Vale’s peers face difficulties but they will survive too
I will not discuss Rio Tinto and BHP Billiton in this article, as I have already done so previously. Instead, let us take a look at Freeport-McMoRan Copper & Gold Inc. (NYSE:FCX) and Southern Copper Corp (NYSE:SCCO). Freeport-McMoRan Copper & Gold Inc. (NYSE:FCX) was hit hard by China’s lack of demand for copper and other commodities. That has not stopped Freeport from acquiring Plains Exploration and Production Company for $6.2 billion, nor did it stop the company from trying to strike a deal to acquire McMoRan. These additional properties will help Freeport gain access to oil and gas along the Gulf Coast, the Rocky Mountains, California and the Gulf of Mexico.
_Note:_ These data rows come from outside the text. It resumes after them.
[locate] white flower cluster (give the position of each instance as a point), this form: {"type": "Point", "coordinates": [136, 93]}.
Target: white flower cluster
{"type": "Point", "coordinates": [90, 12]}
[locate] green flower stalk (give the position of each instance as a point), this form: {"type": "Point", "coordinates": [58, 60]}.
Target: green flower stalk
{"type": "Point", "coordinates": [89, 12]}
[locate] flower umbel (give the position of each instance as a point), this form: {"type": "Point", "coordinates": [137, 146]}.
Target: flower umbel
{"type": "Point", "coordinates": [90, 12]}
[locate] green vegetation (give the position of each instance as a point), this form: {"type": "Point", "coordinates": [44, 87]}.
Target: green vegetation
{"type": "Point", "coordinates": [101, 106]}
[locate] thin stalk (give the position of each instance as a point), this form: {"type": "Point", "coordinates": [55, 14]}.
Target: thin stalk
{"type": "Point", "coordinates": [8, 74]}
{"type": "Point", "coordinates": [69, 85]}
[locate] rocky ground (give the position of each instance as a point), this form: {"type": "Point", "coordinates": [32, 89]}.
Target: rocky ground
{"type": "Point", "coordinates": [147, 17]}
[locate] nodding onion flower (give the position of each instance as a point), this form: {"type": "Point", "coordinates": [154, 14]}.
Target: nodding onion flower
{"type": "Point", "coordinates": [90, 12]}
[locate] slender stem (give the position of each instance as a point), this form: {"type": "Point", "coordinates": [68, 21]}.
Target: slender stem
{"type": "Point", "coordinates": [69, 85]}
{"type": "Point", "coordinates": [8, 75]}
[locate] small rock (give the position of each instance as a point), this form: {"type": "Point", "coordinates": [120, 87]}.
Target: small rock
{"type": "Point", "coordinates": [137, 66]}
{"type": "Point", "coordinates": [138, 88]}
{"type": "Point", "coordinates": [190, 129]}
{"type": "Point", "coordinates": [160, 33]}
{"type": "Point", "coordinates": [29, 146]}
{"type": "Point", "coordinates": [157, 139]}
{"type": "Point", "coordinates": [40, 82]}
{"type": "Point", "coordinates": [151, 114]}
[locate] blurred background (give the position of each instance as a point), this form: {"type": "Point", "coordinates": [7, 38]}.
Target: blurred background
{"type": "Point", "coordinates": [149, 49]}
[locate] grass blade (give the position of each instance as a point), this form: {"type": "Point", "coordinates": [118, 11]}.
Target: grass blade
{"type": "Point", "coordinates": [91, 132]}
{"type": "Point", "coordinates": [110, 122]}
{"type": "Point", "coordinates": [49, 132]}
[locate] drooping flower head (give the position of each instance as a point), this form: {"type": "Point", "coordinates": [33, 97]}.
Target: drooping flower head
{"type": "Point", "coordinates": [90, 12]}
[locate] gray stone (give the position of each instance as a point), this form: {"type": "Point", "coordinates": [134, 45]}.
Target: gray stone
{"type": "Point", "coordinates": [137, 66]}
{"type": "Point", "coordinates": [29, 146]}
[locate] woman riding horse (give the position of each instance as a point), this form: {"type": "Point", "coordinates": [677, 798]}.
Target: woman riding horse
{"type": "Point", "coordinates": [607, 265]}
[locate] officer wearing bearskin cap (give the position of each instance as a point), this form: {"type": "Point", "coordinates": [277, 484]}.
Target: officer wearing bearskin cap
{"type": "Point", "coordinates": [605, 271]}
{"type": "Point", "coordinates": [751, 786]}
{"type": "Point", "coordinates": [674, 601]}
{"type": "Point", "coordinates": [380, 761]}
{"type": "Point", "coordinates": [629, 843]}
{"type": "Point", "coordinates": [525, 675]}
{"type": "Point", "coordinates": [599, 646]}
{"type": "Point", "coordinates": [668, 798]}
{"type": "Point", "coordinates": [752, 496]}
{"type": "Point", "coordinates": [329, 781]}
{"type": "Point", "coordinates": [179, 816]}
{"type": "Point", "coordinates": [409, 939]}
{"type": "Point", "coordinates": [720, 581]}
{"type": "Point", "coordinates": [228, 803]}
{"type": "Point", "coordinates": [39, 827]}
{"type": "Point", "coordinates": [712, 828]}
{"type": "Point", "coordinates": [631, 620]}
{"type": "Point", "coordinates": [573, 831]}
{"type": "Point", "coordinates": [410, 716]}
This diversification is very different from what Vale has been doing.
Vale has tried to divest the properties and businesses that weren’t part of its core focus. Such divestitures have helped Vale clear a lot of its debts and trim down. On the other hand, Freeport is acquiring new projects despite weakened demand in China. The take-home message is that, whether a company chooses to trim down or diversify, conditions in China will not affect Vale’s shares in the long run. Freeport trades at $30 and has an impressive price to sales ratio of 1.63. Its profit margin is very high, at 16.26% and its operating margin is almost 30%, suggesting an overall high rate of profitability. Freeport is an impressive option.
Southern Copper Corp (NYSE:SCCO) sells its commodities to China as well. The company has had consistently impressive revenue and profit margins. With reduced demand in China for metals, though, even Southern Copper saw its numbers dwindle. However, the Chinese premier’s reassuring words bode well for Southern Copper. Other than copper, the company also produces coal, silver, lead, zinc and other metals. China’s growing demand will help Southern Copper find buyers for these other metals too.
Southern Copper trades at $30 and has a market cap of $25 billion. It has an enterprise value of $28 billion and is one of the largest mining companies in the world. Southern Copper has a surprisingly high rate of profitability, with a profit margin of 28% and an operating margin close to 50%.
Southern Copper has a price-to-sales ratio of 3.82 and a price-to-book ratio of 4.89. However, the company’s PEG ratio is 0.93, which suggests that it is fairly valued. A lower PEG ratio is better for investors, whereas a higher PEG ratio is considered to be an expensive investment. A PEG ratio more than 1 would have been considered to place the company in overpriced territory.